Armed with a flashlight and a misguided belief in my sleuthing skills (I had read countless Nancy Drew novels, and if she could solve “The Secret of the Old Clock” as a teen, then I could solve “The Case of the Unclaimed Cat” as an adult) I went to my friend’s apartment, which was on the other side of Frank’s apartment. She wasn’t convinced by my theory, but she played along.

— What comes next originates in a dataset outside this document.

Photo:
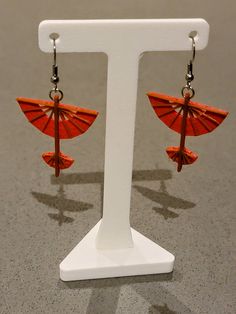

That is how I wound up leaning over the edge of my friend’s balcony, shining a flashlight into a stranger’s bedroom in the middle of the night (for some writers, this is an ordinary night).
There was no dead body.
The next day, I discovered that Frank was alive, thanks to my super detective abilities and the fact that I bumped into him in the elevator. He did not mention the cat to me, nor did he return my phone calls.
I think it’s important that we writers embrace our love of wild theories and crazy ideas. This is how great books are born. Without that creative spark, we don’t have fantastic tales to tell. So, the next time someone rolls his eyes at you and accuses you of being too dramatic or too creative, just smile sweetly and say, “It’s the writer in me, and you should be glad I have these theories because it makes life more interesting.”
In the meantime, one of my cats has taken to occasionally not putting weight on a hind leg. I’m convinced he ingested a toxin that attacked his central nervous system, rendering him incapable of controlling his back leg. Or maybe the leg is just sore.